Auch ein vielfältiges Mikrobiom schützt vor Salmonellen
Die Forschenden suchen nun noch nach anderen, spezielleren Möglichkeiten, wie sich die Menge an Klebsiella oxytoca und die Toxinausschüttung beeinflussen lassen. „Wenn wir hier wirksame Hebel finden und man beispielsweise durch eine bestimmte Ernährungsweise oder die Einnahme bestimmter Substanzen Klebsiella oxytoca gezielt beeinflussen kann, dann eröffnet das eine völlig neue Perspektive: Man könnte das Mikrobiom gezielt stärken“, sagt Till Strowig. Angesichts der aktuellen Therapieoption einer schweren Salmonelleninfektion wäre das ein enormer Fortschritt: Derzeit werden Antibiotika verabreicht – und die greifen immer auch das Mikrobiom im Darm an. Besonders in den vergangenen Jahren kristallisierte sich zunehmend heraus, dass eine vermehrte Einnahme von Antibiotika das Mikrobiom nachhaltig beeinträchtigen kann. „Es dezimiert auch die Vielfalt des Mikrobioms. Und ein vielfältiges Mikrobiom ist bekanntermaßen gesund und wichtig. Das gilt übrigens auch für die Wehrhaftigkeit gegen Salmonellen: Je mehr verschiedene Stämme im Mikrobiom sind, desto größer ist die Wahrscheinlichkeit, dass einige Stämme wie Klebsiella oxytoca mit den Salmonellen um die verbleibenden Ressourcen konkurrieren“, sagt Lisa Osbelt-Block.
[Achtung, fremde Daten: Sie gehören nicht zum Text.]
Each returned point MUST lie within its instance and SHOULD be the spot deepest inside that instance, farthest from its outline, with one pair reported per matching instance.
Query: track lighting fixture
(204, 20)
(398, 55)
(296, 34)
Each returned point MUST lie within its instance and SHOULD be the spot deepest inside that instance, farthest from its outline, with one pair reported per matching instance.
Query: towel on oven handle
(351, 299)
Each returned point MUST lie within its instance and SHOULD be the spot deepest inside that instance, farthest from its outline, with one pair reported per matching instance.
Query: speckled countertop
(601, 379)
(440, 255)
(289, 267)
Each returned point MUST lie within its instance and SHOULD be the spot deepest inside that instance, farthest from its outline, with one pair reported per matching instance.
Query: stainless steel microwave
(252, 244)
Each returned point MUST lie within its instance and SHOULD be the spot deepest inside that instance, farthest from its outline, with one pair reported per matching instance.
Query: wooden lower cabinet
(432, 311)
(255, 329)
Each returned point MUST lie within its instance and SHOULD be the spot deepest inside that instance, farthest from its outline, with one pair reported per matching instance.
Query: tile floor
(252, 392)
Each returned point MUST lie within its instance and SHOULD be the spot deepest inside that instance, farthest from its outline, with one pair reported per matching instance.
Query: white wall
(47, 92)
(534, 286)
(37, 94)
Eine neu etablierte Methode ermöglicht auch die Untersuchung anderer Bakterien des Mikrobioms
Neben der Suche nach Möglichkeiten zur gezielten Beeinflussung von Klebsiella oxytoca und naher Verwandter versuchen Osbelt-Block, Strowig und ihr Team auch die Wirkweise von Klebsiella oxytoca besser zu verstehen. Dazu schalten Sie bei dem Bakterium gezielt Gene ein und aus – und das, während es im Verdauungstrakt von Tieren ist. Über die Anwendung dieser Methode haben die Forschenden bereits eine Publikation im Februar im Fachmagazin Journal of Bacteriology veröffentlicht. Die Methode, die mit der Anwendung der Genschere CRISPR verwandt ist, könnte auch dazu dienen, die Funktion anderer Bakterien im Mikrobiom zu analysieren. Hier gibt es noch viel zu entdecken, denn Expertenschätzungen zufolge besteht das Mikrobiom häufig aus mehr als 500 Spezies.